Date
21 September 2018
Students perform a routine in 'Gayane -- The Dance with Tambourines'. Photo: Jean M. Wong School of Ballet
Students perform a routine in 'Gayane -- The Dance with Tambourines'. Photo: Jean M. Wong School of Ballet

A ballet school’s joyful celebration

In mid-August, the Jean M. Wong School of Ballet, the largest and most prestigious ballet school in Hong Kong, had a cause for celebration. Jordan Chan Yeuk-hay, a 16-year-old Hong Kong student taught by Yui Man Cheung in the school, was awarded the bronze medal at the 2018 Genée International Ballet Competition, which was held in the city this year by Britain’s Royal Academy of Dance.

Over the weekend of August 18 and 19, I attended the annual “Stars of Tomorrow 2018” show presented by the school in the Sha Tin Town Hall.
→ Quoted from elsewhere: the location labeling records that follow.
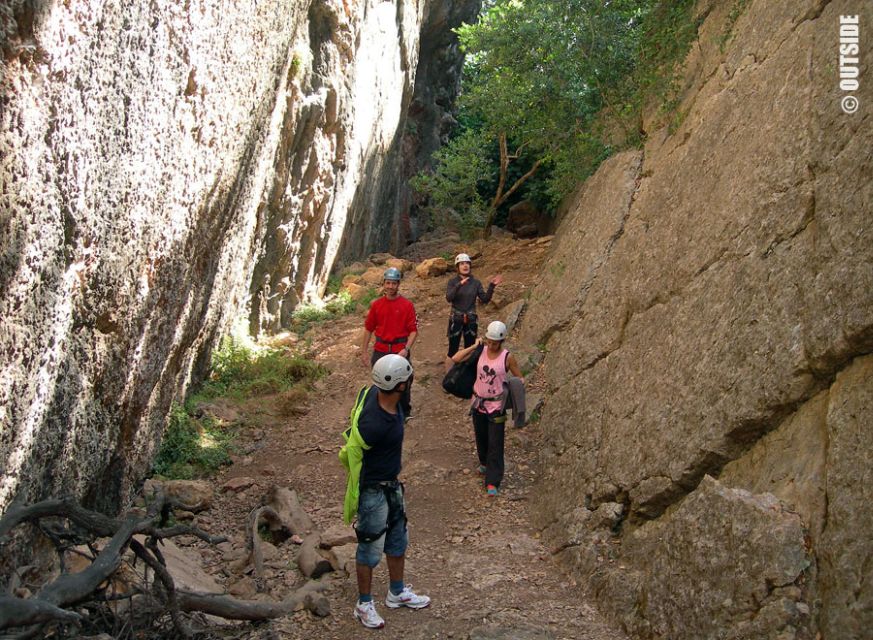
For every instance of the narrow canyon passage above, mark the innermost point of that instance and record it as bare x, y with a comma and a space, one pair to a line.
480, 559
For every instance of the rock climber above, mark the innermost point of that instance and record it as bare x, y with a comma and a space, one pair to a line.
461, 292
393, 320
490, 396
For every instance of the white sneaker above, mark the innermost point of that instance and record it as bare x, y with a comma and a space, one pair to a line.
366, 613
406, 598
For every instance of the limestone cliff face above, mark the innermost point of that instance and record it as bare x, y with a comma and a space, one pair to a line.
164, 167
708, 317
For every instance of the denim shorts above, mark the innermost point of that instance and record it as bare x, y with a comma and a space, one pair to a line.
379, 508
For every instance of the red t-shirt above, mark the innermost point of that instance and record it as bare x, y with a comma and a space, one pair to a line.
390, 320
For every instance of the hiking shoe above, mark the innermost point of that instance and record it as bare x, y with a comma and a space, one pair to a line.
367, 614
406, 598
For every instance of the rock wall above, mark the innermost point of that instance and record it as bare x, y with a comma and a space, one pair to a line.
707, 317
167, 169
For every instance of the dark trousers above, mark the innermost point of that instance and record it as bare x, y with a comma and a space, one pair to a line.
457, 328
406, 399
489, 430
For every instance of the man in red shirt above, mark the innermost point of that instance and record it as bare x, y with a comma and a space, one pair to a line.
392, 319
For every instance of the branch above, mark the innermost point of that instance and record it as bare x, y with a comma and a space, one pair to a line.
520, 182
70, 589
167, 582
19, 612
65, 508
233, 609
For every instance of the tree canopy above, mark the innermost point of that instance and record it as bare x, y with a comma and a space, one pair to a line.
543, 80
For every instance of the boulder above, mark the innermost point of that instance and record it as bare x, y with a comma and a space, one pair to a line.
373, 276
191, 495
356, 291
380, 258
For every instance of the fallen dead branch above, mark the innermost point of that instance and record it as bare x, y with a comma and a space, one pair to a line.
66, 523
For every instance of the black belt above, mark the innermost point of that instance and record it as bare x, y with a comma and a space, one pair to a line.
382, 484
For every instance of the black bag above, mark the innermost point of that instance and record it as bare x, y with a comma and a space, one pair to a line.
460, 378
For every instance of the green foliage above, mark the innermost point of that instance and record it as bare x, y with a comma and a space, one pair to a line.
240, 371
191, 448
456, 187
341, 304
567, 83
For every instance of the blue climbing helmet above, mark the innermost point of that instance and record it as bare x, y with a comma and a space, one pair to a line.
392, 273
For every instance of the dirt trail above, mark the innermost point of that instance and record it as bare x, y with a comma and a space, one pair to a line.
479, 558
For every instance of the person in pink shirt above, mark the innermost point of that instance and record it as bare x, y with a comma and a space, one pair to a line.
487, 410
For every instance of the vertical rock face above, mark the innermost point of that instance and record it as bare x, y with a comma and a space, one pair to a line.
717, 325
161, 166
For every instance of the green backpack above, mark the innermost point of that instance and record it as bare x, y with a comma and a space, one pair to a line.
352, 456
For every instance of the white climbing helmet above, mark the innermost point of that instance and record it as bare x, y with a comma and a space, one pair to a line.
391, 370
496, 331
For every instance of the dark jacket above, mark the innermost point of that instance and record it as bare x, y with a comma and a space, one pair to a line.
463, 298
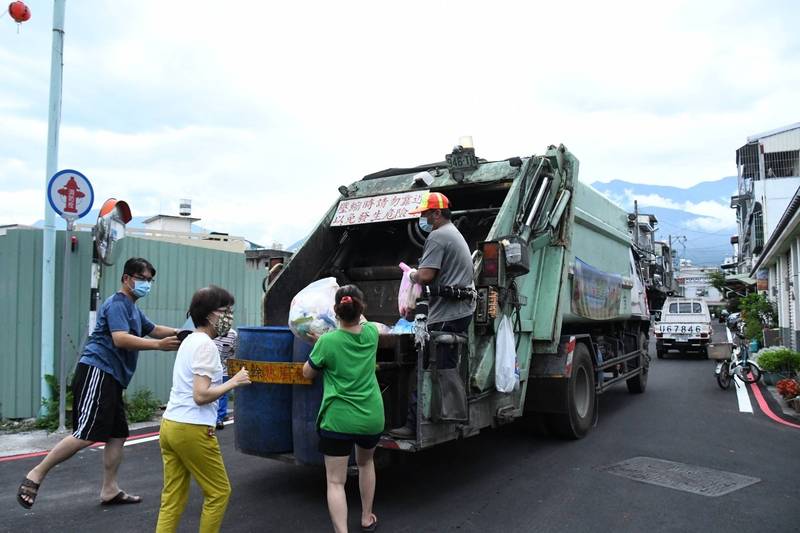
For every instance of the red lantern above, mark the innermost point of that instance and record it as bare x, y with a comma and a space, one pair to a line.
19, 12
The total number of students on stage this year numbered about 700. Every year I am overwhelmingly impressed by the high quality and professionalism shown by the students of the school, as well as the students participating in the International Summer Dance School.
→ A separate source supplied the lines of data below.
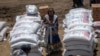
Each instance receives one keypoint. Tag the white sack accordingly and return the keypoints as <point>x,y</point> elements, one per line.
<point>29,18</point>
<point>3,33</point>
<point>78,52</point>
<point>19,44</point>
<point>2,24</point>
<point>80,47</point>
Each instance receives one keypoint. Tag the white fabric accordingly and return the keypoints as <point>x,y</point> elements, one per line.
<point>19,44</point>
<point>27,18</point>
<point>33,38</point>
<point>77,52</point>
<point>3,33</point>
<point>31,9</point>
<point>80,47</point>
<point>79,28</point>
<point>2,24</point>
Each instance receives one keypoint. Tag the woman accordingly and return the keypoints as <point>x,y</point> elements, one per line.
<point>52,37</point>
<point>77,3</point>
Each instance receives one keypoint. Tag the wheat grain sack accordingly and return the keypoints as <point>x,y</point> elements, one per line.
<point>79,28</point>
<point>35,54</point>
<point>2,24</point>
<point>80,47</point>
<point>79,35</point>
<point>25,17</point>
<point>25,30</point>
<point>3,33</point>
<point>31,24</point>
<point>19,44</point>
<point>77,52</point>
<point>73,38</point>
<point>96,23</point>
<point>33,38</point>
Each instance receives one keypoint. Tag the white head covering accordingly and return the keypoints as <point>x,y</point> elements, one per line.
<point>31,9</point>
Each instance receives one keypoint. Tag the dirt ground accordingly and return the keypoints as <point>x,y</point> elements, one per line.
<point>10,8</point>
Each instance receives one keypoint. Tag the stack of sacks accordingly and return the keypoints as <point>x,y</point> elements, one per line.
<point>26,31</point>
<point>96,26</point>
<point>79,34</point>
<point>3,30</point>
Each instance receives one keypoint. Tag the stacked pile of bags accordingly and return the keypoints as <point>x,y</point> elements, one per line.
<point>26,31</point>
<point>79,37</point>
<point>3,30</point>
<point>96,26</point>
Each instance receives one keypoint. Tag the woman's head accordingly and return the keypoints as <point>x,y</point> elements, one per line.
<point>51,12</point>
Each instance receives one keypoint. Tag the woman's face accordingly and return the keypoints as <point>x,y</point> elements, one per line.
<point>51,12</point>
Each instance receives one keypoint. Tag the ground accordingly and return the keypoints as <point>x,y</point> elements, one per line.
<point>10,8</point>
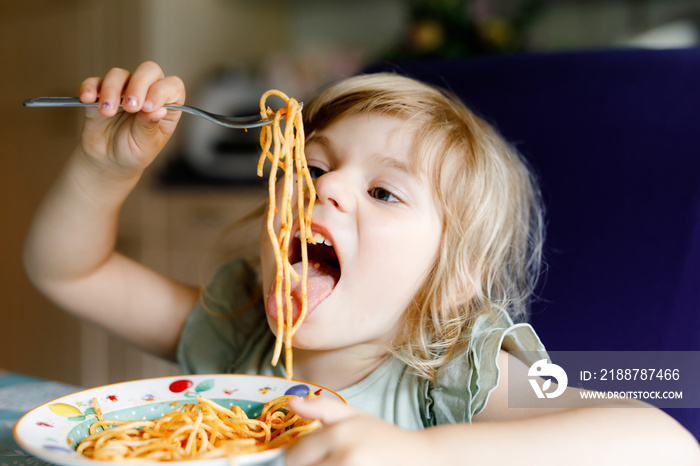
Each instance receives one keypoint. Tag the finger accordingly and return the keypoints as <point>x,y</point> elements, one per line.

Last year, they were impressive in the classic “The Sleeping Beauty”. And this year they were equally ambitious to dance another difficult 19th century classic “La Bayadère” (The Temple Dancer), which formed the second half of this year’s show. Jordan Chan was cast in the male lead role of Solor — a young warrior who is in love with Nikiya, but betrothed to Gamzatti.
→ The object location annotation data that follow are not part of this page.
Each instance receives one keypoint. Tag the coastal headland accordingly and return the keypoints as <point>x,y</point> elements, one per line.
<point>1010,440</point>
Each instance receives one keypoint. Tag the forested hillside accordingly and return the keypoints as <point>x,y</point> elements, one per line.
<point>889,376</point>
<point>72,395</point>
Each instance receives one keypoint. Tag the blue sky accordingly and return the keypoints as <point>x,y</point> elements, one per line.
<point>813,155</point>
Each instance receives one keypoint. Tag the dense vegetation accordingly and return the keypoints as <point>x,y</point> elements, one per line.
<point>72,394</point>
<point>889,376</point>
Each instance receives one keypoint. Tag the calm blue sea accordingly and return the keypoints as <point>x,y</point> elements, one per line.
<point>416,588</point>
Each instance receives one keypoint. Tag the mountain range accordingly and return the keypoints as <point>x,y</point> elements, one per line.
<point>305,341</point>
But due to a clash in schedule, I only attended the first half of this show, which consisted of eight different numbers spanning a good variety of styles and moods. The show started with the awards presentation ceremony. As a bonus to the audience, prominent guest stars from overseas grace this show every year. Last year, there was a pair from the Hamburg Ballet. This year, the highlight was the “Don Quixote” pas de deux performed by the Universal Ballet’s principal dancers Kang Mi-sun and Konstantin Novoselov, who were dazzling in their technical virtuosity.

Let’s turn to the students’ own performances. “Gayane – The Dance with Tambourines” was danced with high spirits by the whole cast. The staging by the Russian teacher Andrei Matinkine was fine. A good contrast was provided by a modern dance number “HAA” set to Max Richter’s music, and well performed by the Level 3 students of the International Summer Dance School.

Also enjoyable was a jolly number “Haste” set to La Gioconda by Ponchielli, and also choreographed by Matinkine for the Level 3 students. The junior Level 1 students in turn showed off their skills in “Vivaldi Giocoso” choreographed by Linda Gelinas.

Madam Jean Wong, who founded the school 58 years ago, is still tireless in managing the institution’s affairs, as well as active in the local ballet circle. Undoubtedly she is the most iconic face associated with ballet here in Hong Kong. Long may Jean and her school flourish!